Decisions construing this statute have consistently observed that it was enacted to permit the Board to aggregate sentences for the purpose of parole. Commonwealth ex rel. Lowry v. Penna. Board of Parole, 415 Pa. 90, 202 A.2d 98 (1964); Commonwealth ex rel. Hill v. Burke, 165 Pa. Super. 583, 69 A.2d 169 (1950). See also Kinsella v. Board of Trustees, Western State Penitentiary, 340 Pa. 497, 17 A.2d 882 (1941) and Commonwealth ex rel. Brubaker v.
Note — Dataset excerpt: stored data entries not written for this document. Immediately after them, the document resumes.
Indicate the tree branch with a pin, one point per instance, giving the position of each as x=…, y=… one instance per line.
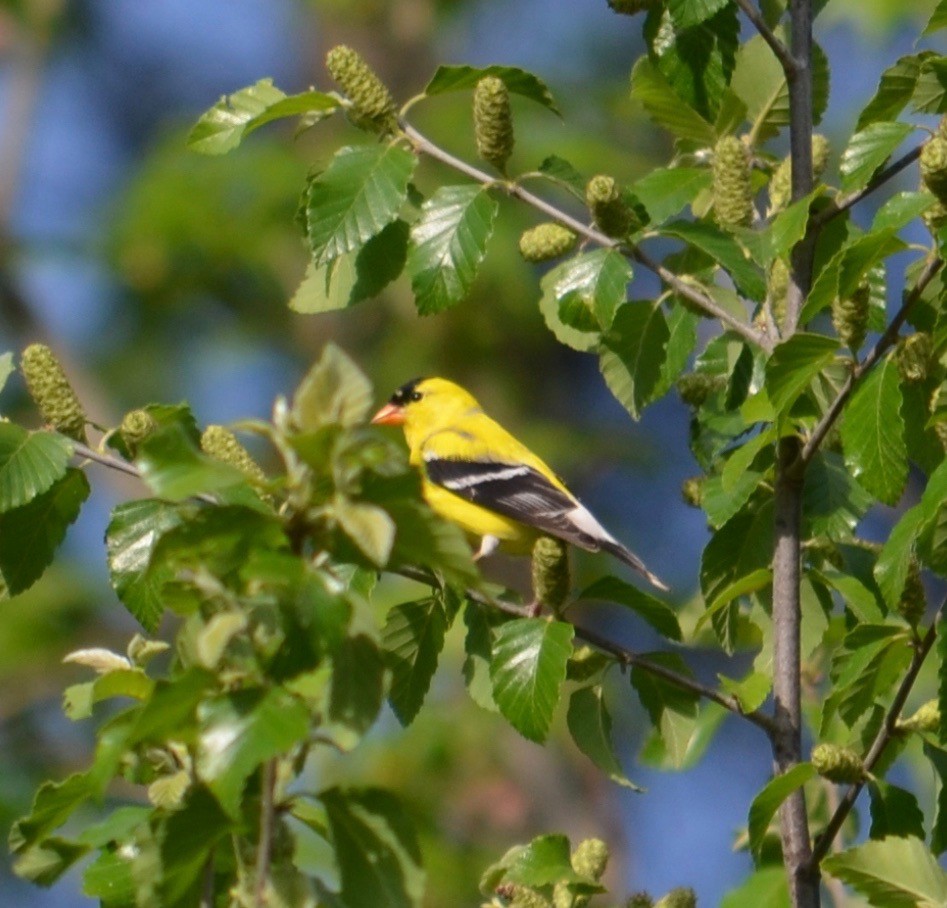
x=878, y=746
x=888, y=339
x=778, y=48
x=423, y=145
x=622, y=654
x=843, y=203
Salzinger, 82 Dauph, 168 (1965) for application of the above statute in factual situations similar to the instant case.
According to certified true copies of the bills of indictment, consecutive sentences were imposed by Curran, P.J., Court of Quarter Sessions, Schuylkill County, on February 6, 1961, of 6 months to one year imprisonment, on Bills No. 92 to 97, and 119. Concurrent sentences were imposed on No. 98 to 107. Subsequently, on February 20, 1961, Judge Curran imposed concurrent sentences in Nos. 219 and 223.
Having properly implemented the above statutes, there is no issue of constitutional import presented here. United States ex rel. Monk v. Maroney, 378 F.2d 55 (3rd Cir. 1967).
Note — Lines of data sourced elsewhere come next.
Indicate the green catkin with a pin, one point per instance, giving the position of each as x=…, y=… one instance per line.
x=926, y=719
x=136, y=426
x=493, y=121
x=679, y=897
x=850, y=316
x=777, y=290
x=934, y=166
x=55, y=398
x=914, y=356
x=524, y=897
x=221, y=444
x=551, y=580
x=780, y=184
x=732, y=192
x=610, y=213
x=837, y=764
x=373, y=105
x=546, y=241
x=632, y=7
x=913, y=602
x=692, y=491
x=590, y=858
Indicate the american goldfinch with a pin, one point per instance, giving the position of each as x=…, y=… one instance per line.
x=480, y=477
In addition, 61 P.S.Pa. § 331.17 upon which the plaintiff relies, continues:
and provided further, That the period of two years herein referred to shall mean the entire continuous term of sentence to which a person is subject, whether the same be by one or more sentences * * * (emphasis added).
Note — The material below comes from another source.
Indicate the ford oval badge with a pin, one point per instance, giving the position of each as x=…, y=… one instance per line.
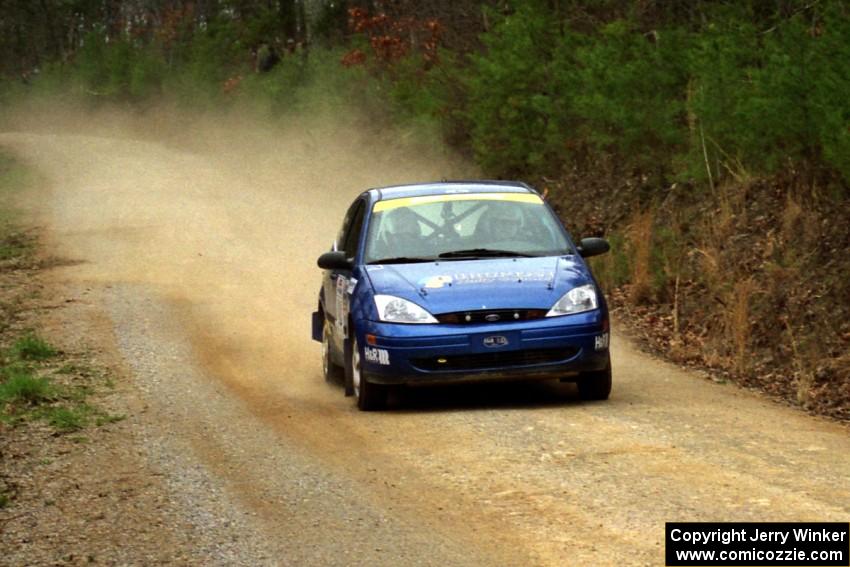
x=495, y=341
The provisions of the Parole Act are applicable to parolees from county prisons as well as state penitentiaries. Commonwealth ex rel. Rawlings v. Botula, 260 F. Supp. 298 (W.D.Pa. 1966).
Finally, the plaintiff asserts that although he was recommitted as a technical parole violator, he has not been given a hearing.
Pursuant to a prior petition, this Court examined this identical allegation and found it to be completely without merit. See Ambrek, v. Brierly, Misc. No. 3763, January 31, 1968. Suffice to say that the plaintiff has received the administrative review before the Board to which he is entitled under the Parole Act, 61 P.S. Pa. § 331.21a(b). There is no constitutional error in the parole revocation procedure, as applied to the plaintiff. See United States ex rel. Heacock v. Myers, supra, and decisions cited therein. See also Gallagher v. Penna. Board of Probation and Parole, 287 F. Supp. 610, Memorandum and Order by Fullam, J., dated March 18, 1968.
And now, this 18th day of July 1968, it is hereby ordered that the petition to proceed in forma pauperis, 28 U.S.C. § 1915, in Civil No. 68-1474 is denied, as without merit.
It is further ordered that the defendants' Motion for Summary Judgment, Federal Civil Rule 56, in Civil No. 44391, is granted.